We know from how these words were used that even the ancients were prone to fear regarding the things they associated with ghosts.  An unknown cause of fear is a powerful thing - worthy of its own word and a comforting definition.  The quest, then, to hang the name "ghost" on certain happenstances is an ancient one.  So in investigating ghostly phenomena we face thousands of years of cultural knowledge - and cultural baggage.  We can't know what scared the ancients, but we can analyze and group together some of the commonalities of what characterize ghostly behavior in our Western culture today.  

Signs of a Haunt

  • Visual Phenomena: A visual impression, often anomalous.  A strange shadow figure out of the corner of one's eye, a weird shape off in the distance, a strange face or pattern in the woodwork or wallpaper, a bizarre mist or cloud, strange lights, etc.  Visual phenomena are experienced with the eyes.  
  • Aural Phenomena: An impression that is heard, often anomalous. Disembodied voices, the sounds of machines no longer present or not in operation, the sound of movement with none visible, the sound of footsteps with no one present to make them, the sound of doors opening, etc.  Visual phenomena are experienced with the ears.  
  • Olfactory Phenomena:  An impression that is smelled, often anomalous.  The smell of tobacco smoke, perfume, ozone, animals that are not present, etc.  Olfactory phenomena are experienced with the nose.  
  • Somatosensory Phenomena:  An impression that is felt, often anomalous.  The feeling of being touched, unexplainable scratches or marks, the feeling of being pushed, anomalous pain, etc.  Somatosensory phenomena are felt with the body.  
  • Sensations:  An impression that is felt "all over," though not necessarily through the five senses, often anomalous.  One's hair standing on end, a feeling of dread, cold chills, a vague impression of something being present, etc.  Sensations are more abstract than somatosensory impressions.  
  • Psychological Phenomena:  An impression that originates solely in the brain, often anomalous.  Hallucinations, disembodied voices, sleep paralysis, paranoia, "communicating with the dead," out of body experiences, etc. Psychological phenomena are internal to the person having the experience with no external manifestation.  
  • Technological Phenomena: An impression that is derived from interacting with technology, often anomalous.  Ouija boards, dowsing, spirit photographs, electronic voice phenomena, electromagnetic readings, "ghost boxes," etc.  Technological phenomena are generated by device, machine, or tool and interpreted by the observer.    

Get to the Source


Often the most important aspect of investigating a paranormal phenomenon is isolating it.  A lot of ghost hunters, untrained in proper research techniques, never quite figure out how to do that.  If you're told that the phenomenon is a rocking chair that moves on its own - then investigate the chair.  This is a technological phenomenon - a device is behaving in an anomalous fashion.  It's the investigator's job to find out why.  This does not require one to run a detailed history of the home and the chair or to bring in loads of equipment, like thermometers and electromagnetic field detectors.  The chair itself is the only piece of technology that needs to be involved. 

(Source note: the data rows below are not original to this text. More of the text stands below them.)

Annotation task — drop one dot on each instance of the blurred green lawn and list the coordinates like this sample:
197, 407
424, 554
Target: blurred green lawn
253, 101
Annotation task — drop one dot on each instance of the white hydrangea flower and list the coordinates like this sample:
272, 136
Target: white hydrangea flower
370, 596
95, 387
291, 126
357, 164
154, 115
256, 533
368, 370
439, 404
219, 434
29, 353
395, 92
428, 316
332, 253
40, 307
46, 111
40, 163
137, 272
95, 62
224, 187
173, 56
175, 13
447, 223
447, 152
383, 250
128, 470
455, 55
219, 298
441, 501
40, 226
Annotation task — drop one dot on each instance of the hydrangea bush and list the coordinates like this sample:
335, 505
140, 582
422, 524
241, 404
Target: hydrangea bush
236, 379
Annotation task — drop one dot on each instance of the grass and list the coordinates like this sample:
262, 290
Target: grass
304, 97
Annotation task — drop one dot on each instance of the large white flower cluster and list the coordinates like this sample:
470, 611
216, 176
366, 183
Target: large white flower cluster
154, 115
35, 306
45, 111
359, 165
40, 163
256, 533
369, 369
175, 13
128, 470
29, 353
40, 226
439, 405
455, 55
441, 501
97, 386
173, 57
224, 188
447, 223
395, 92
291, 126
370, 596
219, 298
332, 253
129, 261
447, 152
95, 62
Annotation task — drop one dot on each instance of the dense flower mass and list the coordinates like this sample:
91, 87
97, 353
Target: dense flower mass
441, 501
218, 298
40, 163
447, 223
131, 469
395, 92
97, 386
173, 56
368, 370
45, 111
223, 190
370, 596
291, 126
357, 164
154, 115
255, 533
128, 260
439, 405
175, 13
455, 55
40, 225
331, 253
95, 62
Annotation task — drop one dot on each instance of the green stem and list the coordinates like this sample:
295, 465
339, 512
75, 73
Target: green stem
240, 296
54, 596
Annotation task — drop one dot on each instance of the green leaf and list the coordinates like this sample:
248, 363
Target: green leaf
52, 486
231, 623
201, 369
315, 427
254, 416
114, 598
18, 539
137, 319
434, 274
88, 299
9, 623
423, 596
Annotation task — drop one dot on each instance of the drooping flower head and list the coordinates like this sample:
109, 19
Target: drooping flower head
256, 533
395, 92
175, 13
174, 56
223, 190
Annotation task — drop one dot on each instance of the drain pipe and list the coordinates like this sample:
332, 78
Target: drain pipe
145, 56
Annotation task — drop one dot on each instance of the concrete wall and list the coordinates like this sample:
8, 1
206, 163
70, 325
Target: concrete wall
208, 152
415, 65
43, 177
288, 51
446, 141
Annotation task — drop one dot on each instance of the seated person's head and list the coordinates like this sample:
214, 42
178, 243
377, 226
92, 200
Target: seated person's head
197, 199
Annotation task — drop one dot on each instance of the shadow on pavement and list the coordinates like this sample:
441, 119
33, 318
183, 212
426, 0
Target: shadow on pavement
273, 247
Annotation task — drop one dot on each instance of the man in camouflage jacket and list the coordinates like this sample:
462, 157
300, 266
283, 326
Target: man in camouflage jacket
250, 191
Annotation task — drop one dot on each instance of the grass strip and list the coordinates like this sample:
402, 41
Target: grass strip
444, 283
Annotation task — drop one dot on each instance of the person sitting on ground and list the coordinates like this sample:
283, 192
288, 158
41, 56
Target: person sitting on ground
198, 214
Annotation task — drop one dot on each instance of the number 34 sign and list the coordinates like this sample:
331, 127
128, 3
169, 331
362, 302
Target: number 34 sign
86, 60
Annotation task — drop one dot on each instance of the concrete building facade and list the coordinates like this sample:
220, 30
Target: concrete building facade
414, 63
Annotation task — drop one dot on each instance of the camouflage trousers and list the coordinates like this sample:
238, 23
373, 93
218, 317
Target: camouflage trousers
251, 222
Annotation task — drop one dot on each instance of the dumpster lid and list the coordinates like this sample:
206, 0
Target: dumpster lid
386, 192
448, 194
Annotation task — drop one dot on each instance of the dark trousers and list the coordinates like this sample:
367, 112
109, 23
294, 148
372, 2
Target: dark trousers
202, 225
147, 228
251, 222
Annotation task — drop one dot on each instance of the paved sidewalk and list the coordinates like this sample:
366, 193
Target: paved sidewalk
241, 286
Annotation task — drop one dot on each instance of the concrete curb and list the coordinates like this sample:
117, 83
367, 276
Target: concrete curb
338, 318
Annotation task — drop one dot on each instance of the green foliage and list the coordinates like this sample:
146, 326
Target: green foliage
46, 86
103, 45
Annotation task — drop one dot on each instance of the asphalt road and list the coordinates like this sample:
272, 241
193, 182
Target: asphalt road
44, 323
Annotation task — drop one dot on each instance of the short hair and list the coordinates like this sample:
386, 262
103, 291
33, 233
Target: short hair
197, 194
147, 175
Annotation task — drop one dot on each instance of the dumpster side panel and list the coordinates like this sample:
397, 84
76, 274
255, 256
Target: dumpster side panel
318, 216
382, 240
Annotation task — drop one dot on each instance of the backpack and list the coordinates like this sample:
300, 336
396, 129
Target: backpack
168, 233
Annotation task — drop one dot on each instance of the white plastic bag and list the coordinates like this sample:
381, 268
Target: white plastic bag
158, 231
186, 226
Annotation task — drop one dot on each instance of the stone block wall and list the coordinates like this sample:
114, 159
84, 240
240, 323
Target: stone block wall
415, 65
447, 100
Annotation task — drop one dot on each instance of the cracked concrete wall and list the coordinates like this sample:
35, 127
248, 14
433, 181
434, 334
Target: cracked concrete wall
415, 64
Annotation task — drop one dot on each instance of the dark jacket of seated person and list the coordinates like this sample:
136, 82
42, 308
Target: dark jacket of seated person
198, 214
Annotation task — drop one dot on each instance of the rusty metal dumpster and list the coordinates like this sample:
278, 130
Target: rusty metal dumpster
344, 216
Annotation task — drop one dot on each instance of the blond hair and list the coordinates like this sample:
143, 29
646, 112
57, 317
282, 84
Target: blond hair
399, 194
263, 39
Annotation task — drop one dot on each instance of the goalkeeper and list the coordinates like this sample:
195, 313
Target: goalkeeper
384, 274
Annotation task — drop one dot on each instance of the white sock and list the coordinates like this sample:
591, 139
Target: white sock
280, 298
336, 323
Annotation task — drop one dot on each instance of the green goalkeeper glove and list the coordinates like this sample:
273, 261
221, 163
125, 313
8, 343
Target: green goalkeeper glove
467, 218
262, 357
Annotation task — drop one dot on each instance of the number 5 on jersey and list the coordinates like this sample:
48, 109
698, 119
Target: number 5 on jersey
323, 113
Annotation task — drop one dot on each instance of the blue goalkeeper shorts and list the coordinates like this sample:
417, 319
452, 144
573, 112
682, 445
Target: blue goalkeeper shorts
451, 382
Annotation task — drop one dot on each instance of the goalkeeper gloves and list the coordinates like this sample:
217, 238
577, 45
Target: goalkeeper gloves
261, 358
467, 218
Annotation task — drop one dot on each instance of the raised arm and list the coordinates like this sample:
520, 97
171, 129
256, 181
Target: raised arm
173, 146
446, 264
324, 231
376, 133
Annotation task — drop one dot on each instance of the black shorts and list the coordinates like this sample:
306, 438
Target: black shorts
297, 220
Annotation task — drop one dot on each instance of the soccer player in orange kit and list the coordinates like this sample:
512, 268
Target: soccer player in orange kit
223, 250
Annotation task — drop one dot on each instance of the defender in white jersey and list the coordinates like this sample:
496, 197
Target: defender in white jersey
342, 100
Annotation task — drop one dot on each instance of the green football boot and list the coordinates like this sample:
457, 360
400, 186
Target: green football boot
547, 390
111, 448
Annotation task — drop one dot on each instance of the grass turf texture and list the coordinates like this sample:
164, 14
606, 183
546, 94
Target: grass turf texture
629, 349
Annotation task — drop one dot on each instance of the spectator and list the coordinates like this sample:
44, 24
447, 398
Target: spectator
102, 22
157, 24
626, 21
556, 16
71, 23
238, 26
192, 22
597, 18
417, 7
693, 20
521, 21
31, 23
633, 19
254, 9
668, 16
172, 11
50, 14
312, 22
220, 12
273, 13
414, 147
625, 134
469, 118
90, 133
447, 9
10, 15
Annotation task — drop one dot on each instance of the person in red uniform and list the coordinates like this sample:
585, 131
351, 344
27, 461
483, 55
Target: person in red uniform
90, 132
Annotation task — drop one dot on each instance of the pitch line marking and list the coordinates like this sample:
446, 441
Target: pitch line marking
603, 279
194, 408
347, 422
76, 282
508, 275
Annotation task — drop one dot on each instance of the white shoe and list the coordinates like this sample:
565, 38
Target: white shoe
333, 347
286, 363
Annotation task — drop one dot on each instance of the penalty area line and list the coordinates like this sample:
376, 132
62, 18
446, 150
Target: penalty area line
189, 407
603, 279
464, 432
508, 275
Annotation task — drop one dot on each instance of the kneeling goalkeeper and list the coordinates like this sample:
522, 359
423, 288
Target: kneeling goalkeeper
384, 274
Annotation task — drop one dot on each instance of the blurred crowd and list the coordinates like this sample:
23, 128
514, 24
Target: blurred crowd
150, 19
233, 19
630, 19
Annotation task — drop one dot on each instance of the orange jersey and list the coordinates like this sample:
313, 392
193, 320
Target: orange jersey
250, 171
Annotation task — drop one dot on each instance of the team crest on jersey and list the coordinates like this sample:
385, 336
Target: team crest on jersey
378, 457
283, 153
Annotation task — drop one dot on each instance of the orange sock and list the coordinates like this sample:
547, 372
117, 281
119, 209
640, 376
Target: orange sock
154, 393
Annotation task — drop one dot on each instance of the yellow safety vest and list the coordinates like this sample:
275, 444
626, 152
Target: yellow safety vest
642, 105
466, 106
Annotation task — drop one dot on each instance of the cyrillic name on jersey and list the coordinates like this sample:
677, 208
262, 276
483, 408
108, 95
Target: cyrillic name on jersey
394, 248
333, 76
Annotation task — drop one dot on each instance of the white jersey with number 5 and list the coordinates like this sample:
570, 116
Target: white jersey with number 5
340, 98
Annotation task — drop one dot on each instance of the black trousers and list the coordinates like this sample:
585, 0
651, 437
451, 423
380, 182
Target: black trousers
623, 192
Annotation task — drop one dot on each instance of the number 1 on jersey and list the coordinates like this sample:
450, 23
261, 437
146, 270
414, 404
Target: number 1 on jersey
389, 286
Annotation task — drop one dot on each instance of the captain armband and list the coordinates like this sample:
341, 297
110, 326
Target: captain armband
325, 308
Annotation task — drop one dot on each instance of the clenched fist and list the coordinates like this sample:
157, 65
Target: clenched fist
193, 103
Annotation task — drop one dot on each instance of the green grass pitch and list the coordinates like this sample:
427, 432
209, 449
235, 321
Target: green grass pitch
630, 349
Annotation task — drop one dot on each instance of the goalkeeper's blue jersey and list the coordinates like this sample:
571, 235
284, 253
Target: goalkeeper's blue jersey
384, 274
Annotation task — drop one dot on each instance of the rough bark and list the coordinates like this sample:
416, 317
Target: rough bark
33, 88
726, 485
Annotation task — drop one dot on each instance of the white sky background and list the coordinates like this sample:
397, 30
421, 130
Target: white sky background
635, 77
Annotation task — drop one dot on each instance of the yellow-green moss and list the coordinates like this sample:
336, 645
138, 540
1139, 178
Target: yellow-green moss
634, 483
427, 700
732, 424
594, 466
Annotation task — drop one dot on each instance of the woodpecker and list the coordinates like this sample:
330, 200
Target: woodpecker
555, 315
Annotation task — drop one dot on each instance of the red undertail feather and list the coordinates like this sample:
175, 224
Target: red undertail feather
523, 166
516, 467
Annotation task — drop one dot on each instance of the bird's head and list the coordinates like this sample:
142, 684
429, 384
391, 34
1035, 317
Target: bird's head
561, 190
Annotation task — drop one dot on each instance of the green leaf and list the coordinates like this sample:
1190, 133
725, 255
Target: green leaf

Why is it moving?  You start by asking the simplest question first: what could cause it to move?  There's no reason to believe it's moving because of a ghost.  After all, it could be an invisible Big Foot rocking away.  Or the wind. Or the shape of the floor. It is helpful for us to dissuade ourselves of some of that cultural baggage that goes along with the term ghost and simply look at the phenomenon in itself.  That's how an investigation intent on answers begins.